Launching in Houston

Gerald Hines with E.G. Christianson, head of Shell’s Houston operation. Image courtesy of Hines

Decades before he became one of the industry’s most important figures, Gerald Hines served as a lieutenant in the U.S. Army Corps of Engineers, stationed in Washington, and graduated from Purdue University with a degree in mechanical engineering. He took a job with HVAC equipment manufacturer American Blower Corp, then become a partner of Texas Engineering Co., before starting his own venture.

In the 1960s, the then-relatively inexperienced Hines persuaded Shell Oil to hire him to build a 50-story tower in downtown Houston that would house the energy giant’s new headquarters. The resulting project, One Shell Plaza, was the tallest building in Texas upon completion in 1971 and remains the world’s tallest lightweight concrete structure at 715 feet. Shell’s relocation from New York City to Houston kicked off a furious building boom in the city as other corporations moved in.

The project was a watershed in another sense. As Mark Seal writes in Hines: A Legacy of Quality in the Built Environment, Hines simultaneously guaranteed the construction costs for both Shell Plaza and the Galleria, another 1960s Houston landmark and an early example of the upscale mixed-use retail project. Hines addressed the high-risk situation by bringing in partners, but the episode was a turning point. From then on, Hines took an equity financing approach that departed from the conventional development strategy of making a down payment and financing the rest.
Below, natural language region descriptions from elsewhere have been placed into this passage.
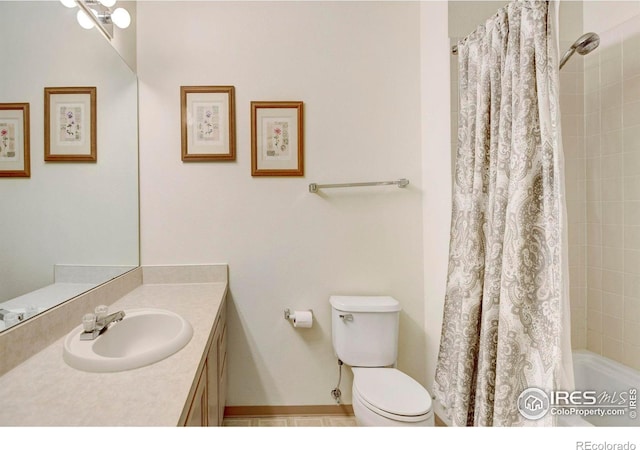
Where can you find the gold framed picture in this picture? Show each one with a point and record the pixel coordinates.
(277, 138)
(14, 140)
(208, 123)
(70, 124)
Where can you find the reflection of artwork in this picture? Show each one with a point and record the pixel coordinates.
(207, 116)
(8, 141)
(70, 121)
(277, 139)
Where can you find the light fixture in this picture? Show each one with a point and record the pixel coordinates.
(98, 13)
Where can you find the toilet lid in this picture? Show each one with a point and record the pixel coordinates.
(391, 391)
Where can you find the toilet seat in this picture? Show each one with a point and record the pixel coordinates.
(391, 393)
That practice helped earn Hines a reputation for financial probity that led to his appointment as chairman of the Dallas Federal Reserve Bank under Federal Reserve Chairman Paul Volcker from 1981 to 1983.

Global powerhouse

T3 Bayside. Rendering courtesy of Hines

Following a series of successful projects in his Texas home base, Hines expanded nationwide by opening offices in New York, San Francisco, Atlanta, Chicago and other cities. Over the decades his firm developed more than 885 projects, including signature properties such as 53rd at Third, known as the Lipstick Building, in Manhattan; 101 California in San Francisco; Three First National Plaza in Chicago; and One Ninety One Peachtree in Atlanta.

Hines’ company became truly global over the decades, just as its founder, who resided in London for much of his later years, became a man of the world. In the 1990s, for example, the company ventured into China and Russia, where it brought new standards of excellence with projects as One Museum Place, a 60-story prime office tower that opened last year in Shanghai.

Along the way, Hines has collected a plethora of industry awards as well as recognition for its pathbreaking sustainability efforts from organizations such as the U.S. Green Building Council and Global Green USA. Among its sustainable projects is Bayside Toronto, a 13-acre master-planned community along Toronto’s eastern waterfront, which will include a pair of mass-timber office buildings. The company is also praised for its emphasis on high-quality architecture and concern for the surrounding community.

“In the manner of a major corporation, Gerry Hines trained a whole cadre of executives and created a culture that more resembled that of the Fortune 500 corporations he wanted to attract as tenants than the typical real estate enterprise,” architectural critic Paul Goldberger wrote in his introduction to A Legacy of Quality, describing Hines’ key contributions to the industry.

He added: “For me, architecture will be Gerald Hines’ greatest legacy, since few people have done as much as he has to make architecture a truly public, and genuinely popular, art in our time.”